The upcoming data will prove both of us a right.
Higher viral transmission will cause mutations, but that can be controlled, to some degree, with controlling individual transmissions among the specific groups at higher risk. Those groups critical to the first exposures of a pandemic.
These groups, which were known, from past pandemics were identified and followed closely to start estimating a herd immunity date.
Attention was applied from the beginning; elder age, underlying conditions, first respsonders, etc all need to be vaccinated first, as that is critical to reducing the earlier transmissions of the pandemic by those working in areas that affect those higher risked groups.
The general population had to be isolated, locked down, from each other to prevent a doomsday scenario. And they worked.
After a year, we should see more mutations, and we have. There are several mutations floating about, we hope to never see one that can resist everything we throw at it. That data is what give us a better probability, but it has to work with our own individual behaviors to provide everyone with the best response at the earlier possible time.

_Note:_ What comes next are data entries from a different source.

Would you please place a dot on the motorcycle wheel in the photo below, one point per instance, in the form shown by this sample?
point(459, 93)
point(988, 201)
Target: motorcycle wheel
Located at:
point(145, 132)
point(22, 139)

We should also be seeing, those nations, that have better controls than the US, begin to near their own 'herd immunity' markers in the next few months. We can then check their data to see if their actions are better and apply them here.
How we've educated our population, to reduce that individual, person to person, transmission is what I was initially talking about. That is where the US fails miserably.
We wear our masks at work, when shopping, but when we get home...off they come and we sit with our probable carriers. This is how most transmissions are happening. It's us and our behaviors.
Let's hope we learn how to better react when a viral this bad is initially found than we did following Trump and his anti-masking disaster.